He discusses a charitable organization that worked to improve childhood nutrition in Vietnam:

They went to villages in trouble and got the villagers to help them identify who among them had the best-nourished children—who among them had demonstrated what Jerry Sternin termed a “positive deviance” from the norm. The villagers then visited those mothers at home to see exactly what they were doing.

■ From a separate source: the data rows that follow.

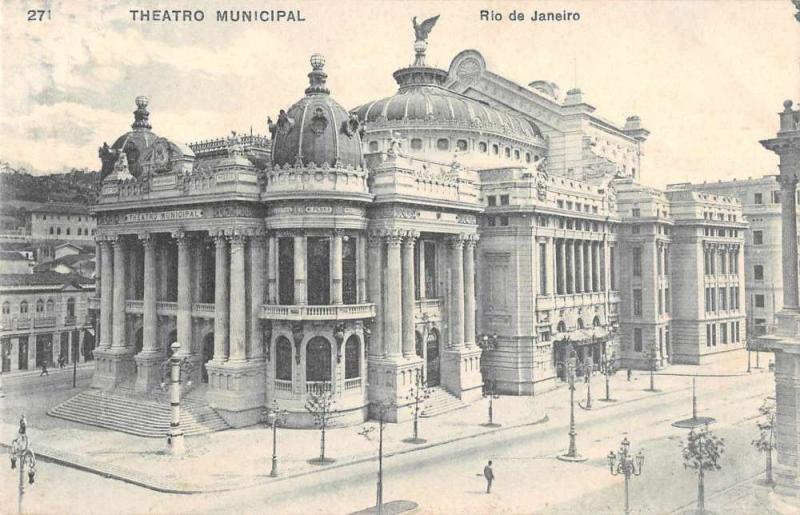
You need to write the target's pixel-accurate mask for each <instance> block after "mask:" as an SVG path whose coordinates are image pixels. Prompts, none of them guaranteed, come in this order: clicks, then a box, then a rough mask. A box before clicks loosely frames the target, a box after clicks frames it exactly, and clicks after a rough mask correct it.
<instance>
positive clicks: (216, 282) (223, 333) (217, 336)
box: [214, 232, 228, 363]
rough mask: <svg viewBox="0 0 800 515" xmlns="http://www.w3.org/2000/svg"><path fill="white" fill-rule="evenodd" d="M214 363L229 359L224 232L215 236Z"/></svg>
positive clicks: (214, 282) (227, 308)
mask: <svg viewBox="0 0 800 515" xmlns="http://www.w3.org/2000/svg"><path fill="white" fill-rule="evenodd" d="M214 245H216V250H215V252H216V255H215V258H216V262H215V265H214V267H215V270H214V361H215V362H217V363H222V362H223V361H225V360H226V359H227V358H228V352H227V343H228V241H227V240H226V239H225V236H224V235H223V233H222V232H219V233H218V234H216V235H215V236H214Z"/></svg>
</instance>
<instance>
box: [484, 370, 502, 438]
mask: <svg viewBox="0 0 800 515" xmlns="http://www.w3.org/2000/svg"><path fill="white" fill-rule="evenodd" d="M496 388H497V379H495V378H494V376H492V377H490V378H489V379H486V381H484V392H483V396H484V397H487V398H488V399H489V422H488V423H487V424H486V426H487V427H500V424H495V423H494V419H493V417H492V413H493V409H492V401H494V399H499V398H500V396H499V395H497V393H495V392H496V391H497V390H496Z"/></svg>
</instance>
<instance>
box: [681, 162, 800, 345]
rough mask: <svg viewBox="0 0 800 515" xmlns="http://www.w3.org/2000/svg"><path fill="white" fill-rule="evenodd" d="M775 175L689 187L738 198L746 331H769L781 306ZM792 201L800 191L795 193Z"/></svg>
mask: <svg viewBox="0 0 800 515" xmlns="http://www.w3.org/2000/svg"><path fill="white" fill-rule="evenodd" d="M777 178H778V176H776V175H765V176H763V177H758V178H755V179H753V178H748V179H746V180H736V179H734V180H732V181H719V182H709V183H702V184H692V189H694V190H696V191H703V192H707V193H715V194H717V195H726V196H729V197H735V198H737V199H739V202H741V204H742V212H743V218H744V220H745V221H746V222H747V223H748V228H747V229H746V230H745V231H744V234H745V240H744V265H745V268H744V272H745V312H746V313H747V317H748V328H749V331H748V334H751V335H752V336H760V335H763V334H766V333H767V332H769V331H772V329H773V326H774V323H775V314H776V313H778V311H780V309H781V307H783V278H782V276H781V269H782V267H783V260H782V258H781V201H782V199H781V187H780V184H779V183H778V181H777ZM794 201H795V202H800V194H798V193H795V199H794Z"/></svg>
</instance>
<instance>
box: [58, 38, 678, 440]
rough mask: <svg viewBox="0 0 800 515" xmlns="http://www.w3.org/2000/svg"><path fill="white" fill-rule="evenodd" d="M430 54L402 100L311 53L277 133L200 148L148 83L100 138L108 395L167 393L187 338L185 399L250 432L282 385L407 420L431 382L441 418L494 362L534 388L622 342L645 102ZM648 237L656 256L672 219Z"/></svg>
mask: <svg viewBox="0 0 800 515" xmlns="http://www.w3.org/2000/svg"><path fill="white" fill-rule="evenodd" d="M414 48H415V53H416V55H415V61H414V64H412V65H410V66H407V67H405V68H401V69H399V70H397V71H395V72H394V78H395V80H396V81H397V84H398V90H397V91H396V92H395V93H394V94H393V95H392V96H389V97H386V98H383V99H379V100H375V101H370V102H367V103H364V104H363V105H360V106H357V107H355V108H353V109H352V110H350V111H347V110H345V109H344V108H343V107H342V106H340V105H339V104H338V103H337V102H336V101H335V100H334V99H333V97H332V96H331V94H330V91H329V87H328V82H327V74H326V72H325V67H324V65H325V60H324V59H323V58H322V56H320V55H314V56H312V58H311V72H310V73H309V74H308V78H309V85H308V87H307V88H306V90H305V95H304V96H302V98H300V100H298V101H297V102H296V103H295V104H294V105H292V106H291V107H288V108H287V109H284V110H277V111H278V114H277V116H273V117H271V118H270V120H269V123H268V128H269V132H270V137H269V138H266V137H260V136H254V135H248V136H237V135H236V134H232V135H231V137H229V138H227V139H224V140H214V141H205V142H200V143H198V144H193V145H189V146H186V145H183V144H180V143H177V142H175V141H172V140H169V139H166V138H164V137H161V136H158V135H157V134H156V133H155V132H154V131H153V130H152V127H151V125H150V114H149V112H148V100H147V99H146V98H144V97H139V98H137V99H136V104H137V108H136V111H135V113H134V123H133V126H132V130H131V131H129V132H127V133H125V134H123V135H122V136H120V137H119V138H118V139H117V140H116V141H115V142H114V143H113V144H112V145H110V146H109V145H103V147H102V148H101V149H100V157H101V160H102V163H103V172H102V184H101V188H100V197H99V200H98V203H97V204H96V205H95V206H94V209H93V211H94V213H95V214H96V216H97V247H98V248H97V255H98V260H97V268H98V270H99V276H98V277H99V280H98V291H99V298H97V299H94V300H93V302H92V307H93V308H94V309H97V310H98V315H97V320H98V323H99V340H98V348H97V349H96V350H95V352H94V356H95V360H96V371H95V375H94V386H95V387H96V388H98V389H102V390H103V391H104V392H105V393H104V397H103V399H104V400H103V402H110V401H109V399H112V398H113V397H114V396H115V395H121V396H125V397H126V399H127V401H128V402H130V399H131V398H137V396H138V398H143V397H146V396H147V395H151V392H153V391H155V390H157V386H158V385H159V384H160V383H161V381H162V376H163V373H162V370H163V369H162V364H163V363H164V360H165V359H166V357H167V354H168V350H167V349H168V348H169V345H170V344H171V343H172V342H174V341H177V342H179V343H180V345H181V347H180V349H179V350H178V353H179V356H182V357H184V358H186V360H185V361H186V363H187V365H186V366H185V367H184V374H185V375H186V376H188V377H189V378H191V379H192V384H191V386H189V385H188V384H187V383H184V384H185V386H184V390H185V393H186V398H187V399H189V400H191V401H192V402H193V403H194V404H196V405H198V404H203V405H204V406H205V407H207V408H211V409H213V410H214V412H215V413H216V414H217V415H219V416H220V417H221V418H222V419H224V424H225V425H227V426H234V427H238V426H243V425H247V424H251V423H254V422H256V421H258V420H259V418H260V417H261V415H262V412H263V409H264V407H265V406H270V405H272V403H273V400H277V402H278V403H279V405H280V406H281V407H282V408H284V409H286V410H288V411H289V416H288V420H287V423H288V424H289V425H290V426H295V427H308V426H311V425H312V424H313V417H312V416H311V415H310V414H309V413H308V412H307V411H306V410H305V408H304V406H305V404H306V401H307V400H308V399H309V397H311V396H315V395H318V394H321V393H328V392H329V393H330V394H332V396H333V398H334V399H335V402H336V405H335V409H336V410H337V412H338V416H337V419H336V423H337V424H348V423H357V422H361V421H363V420H365V419H366V418H368V417H369V416H370V415H371V414H370V410H371V409H374V407H375V406H377V405H378V404H379V403H389V404H393V405H394V406H395V407H394V408H392V409H391V410H390V411H391V412H390V414H389V419H390V420H398V419H403V418H406V417H408V416H409V410H408V409H406V408H404V407H403V406H404V404H406V403H407V402H408V400H407V396H408V393H409V389H410V388H411V387H412V386H413V385H415V384H416V383H417V381H418V380H420V379H421V380H424V381H425V382H426V384H427V385H428V386H429V387H432V388H434V393H433V395H432V397H431V399H430V400H429V401H428V404H432V405H433V406H432V407H431V408H430V409H431V410H432V412H433V411H435V409H436V404H437V403H441V404H440V405H446V406H449V407H453V406H458V405H464V404H466V403H468V402H470V401H472V400H475V399H477V398H479V397H480V395H481V387H482V385H483V382H484V379H486V378H491V379H494V380H495V381H496V382H497V388H498V390H499V391H502V392H505V393H509V394H533V393H534V392H535V391H541V390H542V389H545V388H550V387H553V386H554V385H555V384H556V382H557V381H558V378H564V377H565V376H566V372H567V370H566V364H567V363H568V362H569V361H570V360H569V359H568V358H569V352H571V350H574V352H575V354H576V355H577V357H578V359H579V362H580V363H581V365H582V366H581V367H579V370H578V373H580V374H582V373H585V370H586V368H585V367H584V366H583V364H586V363H591V364H593V365H594V366H598V365H599V363H600V362H601V361H602V360H603V357H604V356H611V355H614V354H615V353H616V352H617V340H618V336H619V334H620V332H621V331H622V327H621V324H623V325H624V319H623V318H621V313H623V310H622V308H621V304H622V303H623V302H624V297H623V296H622V295H621V292H620V288H621V287H622V285H623V282H622V280H621V270H625V268H623V266H624V265H623V264H621V260H622V257H621V256H620V245H621V244H622V239H621V236H620V235H621V233H622V231H624V230H625V228H624V227H623V226H624V224H625V220H626V218H625V217H621V216H620V214H619V203H620V202H621V201H620V198H621V197H620V196H621V195H622V190H621V189H619V188H618V187H617V185H616V182H617V181H621V180H623V179H626V178H627V179H628V180H629V181H631V182H633V181H635V180H636V179H638V177H639V176H640V173H641V165H640V157H641V146H642V144H643V142H644V141H645V139H646V137H647V134H648V133H647V131H646V130H645V129H643V128H642V127H641V123H640V121H639V119H638V117H636V116H631V117H629V118H628V119H627V120H626V122H625V124H624V125H615V124H613V123H611V122H608V121H606V120H604V119H602V118H600V117H598V116H597V115H595V114H594V110H595V108H594V107H593V106H591V105H589V104H588V103H586V102H585V101H584V100H583V96H582V93H581V91H580V90H578V89H572V90H570V91H569V92H568V93H567V95H566V96H565V97H563V98H561V97H560V92H559V90H558V87H557V86H556V85H555V84H553V83H551V82H547V81H534V82H532V83H530V85H529V86H522V85H519V84H516V83H514V82H511V81H509V80H508V79H505V78H503V77H501V76H499V75H497V74H495V73H493V72H491V71H489V70H488V69H487V67H486V63H485V62H484V59H483V57H482V56H481V55H480V54H479V53H478V52H476V51H473V50H469V51H464V52H461V53H460V54H458V55H457V56H456V57H455V58H454V59H453V61H452V63H451V65H450V67H449V69H448V70H442V69H438V68H433V67H430V66H428V65H427V64H426V63H425V53H426V48H427V41H426V40H425V39H424V38H422V39H418V40H417V42H416V43H415V46H414ZM156 113H157V111H156ZM154 118H157V116H156V117H154ZM620 188H622V186H620ZM618 189H619V192H618ZM622 189H624V188H622ZM662 201H663V199H661V198H660V199H659V200H658V202H657V204H659V206H661V204H662ZM658 216H659V217H660V218H659V219H658V220H659V221H658V223H656V224H655V225H654V226H659V227H660V226H661V225H664V226H667V225H668V221H667V220H666V219H664V220H663V223H662V221H661V219H662V218H663V217H662V215H661V214H658ZM647 231H650V229H647ZM648 238H649V239H648V240H647V241H646V245H648V249H649V250H653V253H654V254H653V255H654V256H655V252H656V249H660V248H663V247H662V245H663V244H664V241H662V240H664V235H661V236H658V237H656V236H655V235H650V236H648ZM649 250H648V252H649ZM648 273H650V271H649V269H648ZM663 273H664V274H666V270H664V271H663ZM659 281H661V282H663V283H664V284H666V282H664V280H663V279H659ZM661 282H659V284H661ZM654 284H655V283H654ZM653 287H655V286H653ZM664 288H666V286H664ZM662 291H663V289H662ZM653 316H654V317H655V316H656V315H653ZM652 323H653V324H655V320H653V321H652ZM651 325H652V324H651ZM90 393H91V392H90ZM87 395H89V394H87ZM372 415H373V416H374V412H373V413H372ZM79 418H80V417H77V416H73V417H72V419H73V420H78V419H79ZM108 424H110V422H109V423H108ZM108 424H107V425H108ZM109 427H110V426H109Z"/></svg>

Just that was revolutionary. The villagers discovered that there were well-nourished children among them, despite the poverty, and that those children’s mothers were breaking with the locally accepted wisdom in all sorts of ways—feeding their children even when they had diarrhea; giving them several small feedings each day rather than one or two big ones; adding sweet-potato greens to the children’s rice despite its being considered a low-class food. The ideas spread and took hold. The program measured the results and posted them in the villages for all to see. In two years, malnutrition dropped sixty-five to eighty-five per cent in every village the Sternins had been to. Their program proved in fact more effective than outside experts were.

This is an incredibly powerful message for everyone. Observe your peers who are achieving better results than you are and imitate them. If you don’t understand what they’re doing, ask them. It’s a big reason why pair programming can be a good thing. It’s why screencasts are a good way to learn.

The trick is making sure that the people you’re imitating really are positive deviants. In college I had a roommate who was so smart that he could make perfect scores without any studying beyond cramming. Imitating his study habits didn’t serve me well at all.